As a person that comes up with ideas myself, a cultivator, if you will, I’m always interested to get to know others of my species. The people that think it is a good idea to throw the next few years of their life into something because it makes them happy and probably not much money at first. The people that get excited about doing something right, even if it takes longer. The people that bring the people they know along with them because they like to feel like a family. That surround themselves with other passionate people because it feels good. That care about the end product or experience being solid and quality. That want to involve the community in new, interactive ways and explore how things can grow. These are my people.

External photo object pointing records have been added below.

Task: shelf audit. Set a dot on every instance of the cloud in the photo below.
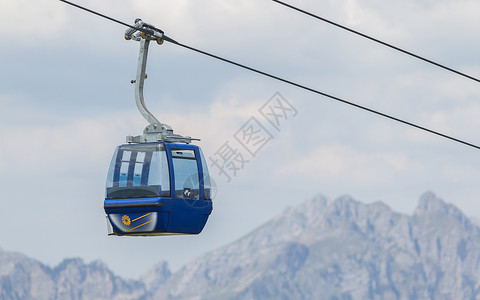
(337, 163)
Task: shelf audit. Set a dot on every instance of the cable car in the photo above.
(157, 183)
(157, 189)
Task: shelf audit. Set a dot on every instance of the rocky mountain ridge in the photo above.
(320, 249)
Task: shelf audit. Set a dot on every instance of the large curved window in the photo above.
(207, 185)
(138, 171)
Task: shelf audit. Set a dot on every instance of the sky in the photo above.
(67, 102)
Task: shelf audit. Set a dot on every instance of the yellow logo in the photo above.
(126, 220)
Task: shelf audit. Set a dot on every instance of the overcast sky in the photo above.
(67, 102)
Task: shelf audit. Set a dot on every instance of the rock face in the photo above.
(24, 278)
(321, 249)
(342, 249)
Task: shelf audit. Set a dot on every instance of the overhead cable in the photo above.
(301, 86)
(379, 41)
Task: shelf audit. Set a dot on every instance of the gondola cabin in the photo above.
(158, 188)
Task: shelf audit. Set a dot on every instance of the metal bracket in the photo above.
(156, 131)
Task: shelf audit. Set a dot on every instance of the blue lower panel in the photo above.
(131, 223)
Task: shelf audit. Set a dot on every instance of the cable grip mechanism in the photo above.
(155, 131)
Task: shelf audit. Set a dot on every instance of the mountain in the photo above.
(320, 249)
(342, 249)
(24, 278)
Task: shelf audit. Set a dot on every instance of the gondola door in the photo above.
(189, 209)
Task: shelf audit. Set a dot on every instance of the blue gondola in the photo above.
(158, 183)
(157, 189)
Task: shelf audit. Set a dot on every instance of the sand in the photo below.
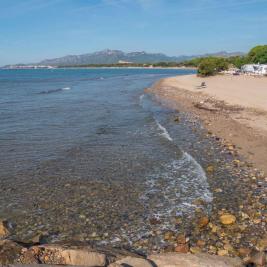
(233, 108)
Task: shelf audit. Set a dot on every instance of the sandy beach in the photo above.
(233, 108)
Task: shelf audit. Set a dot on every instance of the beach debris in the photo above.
(131, 261)
(193, 260)
(227, 219)
(206, 106)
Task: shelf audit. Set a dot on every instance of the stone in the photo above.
(193, 260)
(168, 235)
(203, 221)
(28, 257)
(131, 262)
(182, 248)
(222, 252)
(201, 243)
(227, 219)
(181, 239)
(210, 169)
(4, 232)
(9, 252)
(262, 244)
(195, 250)
(244, 252)
(259, 259)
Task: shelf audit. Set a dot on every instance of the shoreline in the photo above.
(237, 190)
(56, 68)
(244, 127)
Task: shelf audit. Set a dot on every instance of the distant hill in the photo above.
(114, 56)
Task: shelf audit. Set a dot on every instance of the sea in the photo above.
(86, 154)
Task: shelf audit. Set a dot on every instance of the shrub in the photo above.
(211, 66)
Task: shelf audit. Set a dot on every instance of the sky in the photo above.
(32, 30)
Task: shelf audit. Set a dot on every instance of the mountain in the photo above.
(114, 56)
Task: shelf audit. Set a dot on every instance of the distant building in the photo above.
(124, 62)
(249, 68)
(256, 69)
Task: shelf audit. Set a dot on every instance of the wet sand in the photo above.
(231, 107)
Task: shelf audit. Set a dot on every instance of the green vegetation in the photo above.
(207, 66)
(212, 65)
(258, 54)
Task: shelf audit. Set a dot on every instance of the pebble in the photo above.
(203, 221)
(227, 219)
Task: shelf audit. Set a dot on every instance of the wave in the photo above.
(164, 132)
(172, 189)
(55, 90)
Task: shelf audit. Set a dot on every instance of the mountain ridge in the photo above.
(109, 56)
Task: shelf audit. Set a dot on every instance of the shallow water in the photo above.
(85, 154)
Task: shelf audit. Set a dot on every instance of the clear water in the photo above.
(85, 151)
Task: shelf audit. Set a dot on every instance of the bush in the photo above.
(258, 54)
(211, 66)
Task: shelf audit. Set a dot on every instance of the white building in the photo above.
(254, 69)
(249, 68)
(262, 70)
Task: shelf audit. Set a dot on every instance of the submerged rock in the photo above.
(4, 232)
(131, 262)
(203, 221)
(193, 260)
(227, 219)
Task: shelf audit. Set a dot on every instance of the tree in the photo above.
(211, 66)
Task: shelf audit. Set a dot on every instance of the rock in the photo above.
(4, 232)
(259, 259)
(181, 239)
(201, 243)
(227, 219)
(182, 248)
(131, 262)
(262, 244)
(28, 257)
(218, 190)
(193, 260)
(222, 252)
(203, 221)
(168, 235)
(244, 252)
(9, 252)
(154, 221)
(195, 250)
(210, 169)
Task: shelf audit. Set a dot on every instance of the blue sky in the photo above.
(31, 30)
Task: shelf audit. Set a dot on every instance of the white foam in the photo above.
(164, 133)
(184, 182)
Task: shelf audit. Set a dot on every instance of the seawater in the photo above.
(84, 152)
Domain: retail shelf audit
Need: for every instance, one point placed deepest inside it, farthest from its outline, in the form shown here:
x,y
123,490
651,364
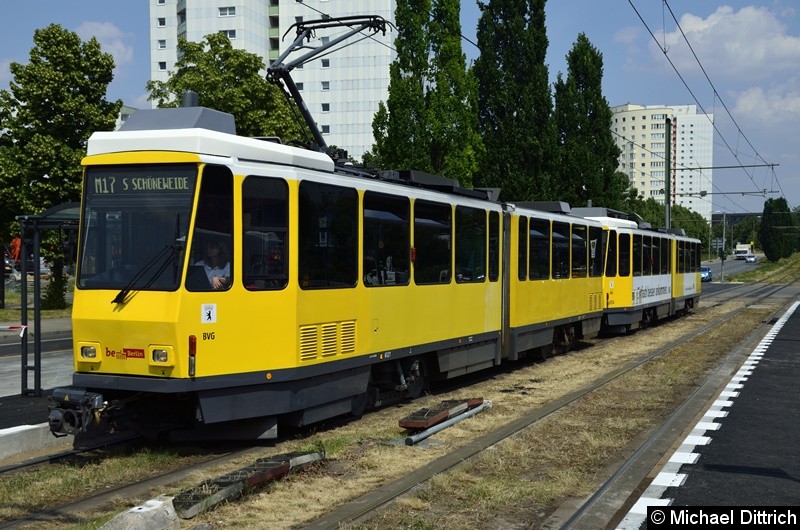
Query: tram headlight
x,y
160,356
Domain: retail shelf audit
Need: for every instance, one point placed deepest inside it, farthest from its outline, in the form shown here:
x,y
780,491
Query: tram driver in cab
x,y
216,265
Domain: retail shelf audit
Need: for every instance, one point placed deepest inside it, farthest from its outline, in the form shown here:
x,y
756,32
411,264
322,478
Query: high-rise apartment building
x,y
640,132
341,89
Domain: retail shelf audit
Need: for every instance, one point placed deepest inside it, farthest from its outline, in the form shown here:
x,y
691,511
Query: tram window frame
x,y
637,254
433,223
656,256
213,223
470,244
494,246
522,248
265,233
386,236
327,236
596,256
539,254
611,254
625,254
560,262
579,267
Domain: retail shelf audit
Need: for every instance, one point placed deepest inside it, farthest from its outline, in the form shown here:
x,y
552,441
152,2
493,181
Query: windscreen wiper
x,y
172,250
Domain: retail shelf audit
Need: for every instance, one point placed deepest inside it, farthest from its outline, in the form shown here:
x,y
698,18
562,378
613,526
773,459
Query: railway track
x,y
362,508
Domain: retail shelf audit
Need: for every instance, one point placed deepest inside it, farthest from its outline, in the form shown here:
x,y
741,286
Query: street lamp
x,y
724,252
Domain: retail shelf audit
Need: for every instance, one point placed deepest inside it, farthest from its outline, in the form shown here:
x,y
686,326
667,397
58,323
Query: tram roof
x,y
201,133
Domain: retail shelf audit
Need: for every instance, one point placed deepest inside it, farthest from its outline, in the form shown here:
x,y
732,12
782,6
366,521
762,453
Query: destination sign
x,y
110,184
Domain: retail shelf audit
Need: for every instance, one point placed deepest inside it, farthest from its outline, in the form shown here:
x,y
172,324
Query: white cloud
x,y
771,107
627,35
747,45
112,40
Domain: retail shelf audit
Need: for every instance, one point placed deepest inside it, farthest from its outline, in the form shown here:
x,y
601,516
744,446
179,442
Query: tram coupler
x,y
72,410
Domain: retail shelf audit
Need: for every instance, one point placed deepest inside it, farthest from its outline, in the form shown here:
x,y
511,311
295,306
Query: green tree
x,y
429,120
588,155
778,233
52,106
514,101
454,140
228,80
400,126
747,231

All the time I was a part of any part of JPG magazine thus far, I have very much appreciated. I will no longer be submitting any images to JPG. I will no longer be interviewing or submitting stories. Because if it was such an easy thing to erase two of the core founders and their contributions, how can my little contributions have any chance of longevity at all? If I can’t trust that my submissions and contributions will be treated with respect, I don’t want to play anymore. To pretend that the first 6 issues of JPG don’t exist is to say that all the people in the community that participated had no value. What a shame. I kept my account open because I wanted my small voice to be heard there. Heather’s words. Derek’s words.
What I wrote over at the JPG site:
I almost deleted my account last Sunday when I got an email from Derek explaining what had happened. I’m still so shocked that someone’s labor of love can be ripped away from them in this way. Instead of deleting, however, I decided to publicly say how wrong I feel it is. I will no longer be contributing to JPG.

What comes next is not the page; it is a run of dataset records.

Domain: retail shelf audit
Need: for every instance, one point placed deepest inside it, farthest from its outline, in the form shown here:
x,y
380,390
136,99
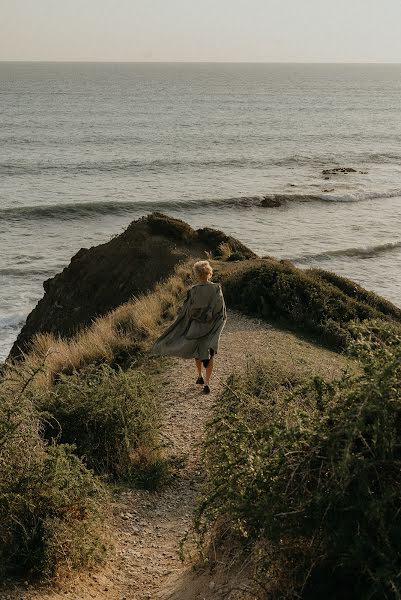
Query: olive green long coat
x,y
198,325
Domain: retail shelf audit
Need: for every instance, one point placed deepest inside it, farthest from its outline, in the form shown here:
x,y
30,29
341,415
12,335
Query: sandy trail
x,y
149,526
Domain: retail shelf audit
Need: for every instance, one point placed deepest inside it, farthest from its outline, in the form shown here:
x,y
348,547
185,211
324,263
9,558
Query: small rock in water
x,y
337,170
270,202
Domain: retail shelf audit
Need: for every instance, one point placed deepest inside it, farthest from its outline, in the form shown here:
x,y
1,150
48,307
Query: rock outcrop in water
x,y
101,278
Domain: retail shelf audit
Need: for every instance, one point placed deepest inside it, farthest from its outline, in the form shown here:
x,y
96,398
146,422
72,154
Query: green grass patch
x,y
306,477
50,503
318,303
113,419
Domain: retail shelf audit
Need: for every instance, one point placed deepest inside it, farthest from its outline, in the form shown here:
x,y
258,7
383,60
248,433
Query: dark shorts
x,y
206,362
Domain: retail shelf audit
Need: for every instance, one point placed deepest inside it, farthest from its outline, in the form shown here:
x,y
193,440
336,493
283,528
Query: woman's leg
x,y
198,363
209,371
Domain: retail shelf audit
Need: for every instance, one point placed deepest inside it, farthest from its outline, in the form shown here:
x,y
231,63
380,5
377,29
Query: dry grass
x,y
130,328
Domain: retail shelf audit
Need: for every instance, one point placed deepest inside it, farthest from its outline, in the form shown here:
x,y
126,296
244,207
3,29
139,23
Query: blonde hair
x,y
202,268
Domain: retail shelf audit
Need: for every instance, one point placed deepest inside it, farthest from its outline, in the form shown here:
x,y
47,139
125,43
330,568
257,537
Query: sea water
x,y
85,148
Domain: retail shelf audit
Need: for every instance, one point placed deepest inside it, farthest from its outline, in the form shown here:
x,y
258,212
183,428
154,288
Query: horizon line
x,y
208,62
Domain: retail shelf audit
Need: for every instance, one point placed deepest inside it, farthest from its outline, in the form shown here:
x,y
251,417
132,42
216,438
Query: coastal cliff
x,y
100,278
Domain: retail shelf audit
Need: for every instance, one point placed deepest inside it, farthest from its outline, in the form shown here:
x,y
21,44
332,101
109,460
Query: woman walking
x,y
196,331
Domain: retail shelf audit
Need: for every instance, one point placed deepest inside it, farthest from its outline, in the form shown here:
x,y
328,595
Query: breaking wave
x,y
362,252
82,210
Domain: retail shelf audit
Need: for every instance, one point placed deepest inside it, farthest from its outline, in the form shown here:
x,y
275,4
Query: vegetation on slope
x,y
306,475
50,504
112,418
327,307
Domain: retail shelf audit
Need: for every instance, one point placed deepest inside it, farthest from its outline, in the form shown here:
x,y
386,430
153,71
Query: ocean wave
x,y
358,252
15,272
335,197
82,210
126,166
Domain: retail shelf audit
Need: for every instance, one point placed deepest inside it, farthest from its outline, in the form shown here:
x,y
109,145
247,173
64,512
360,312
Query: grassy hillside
x,y
78,412
303,478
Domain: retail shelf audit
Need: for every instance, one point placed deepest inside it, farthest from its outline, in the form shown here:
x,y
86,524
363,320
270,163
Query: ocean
x,y
85,148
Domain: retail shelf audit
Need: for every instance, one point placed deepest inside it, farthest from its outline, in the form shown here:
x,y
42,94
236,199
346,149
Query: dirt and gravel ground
x,y
148,527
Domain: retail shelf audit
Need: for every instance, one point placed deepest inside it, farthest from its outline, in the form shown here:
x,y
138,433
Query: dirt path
x,y
149,526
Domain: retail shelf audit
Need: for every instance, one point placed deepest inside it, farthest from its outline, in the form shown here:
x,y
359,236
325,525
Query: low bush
x,y
111,417
279,291
307,476
50,504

The roots of something should never be forgotten, changed, erased or buried. The end result, which is then basically a lie, will never be as strong, genuine or connected to.
End of story.
For Mother’s Day I got a new Feist CD, some beautiful picture frames, a balloon, a dinner out and a baby boy cockatiel, who currently has no name.
But mostly, I got to spend lots of time with the people that I love and that love me. At one point, after dinner on the drive home, I realized I wasn’t really feeling any of it. I wasn’t feeling. I could have cried if I’d only had the feelings to do so. Instead, I just looked out the window at the lights.
Update: And now Eden’s dad?? Are you kidding me, Universe? XO, Eden. Lots of them.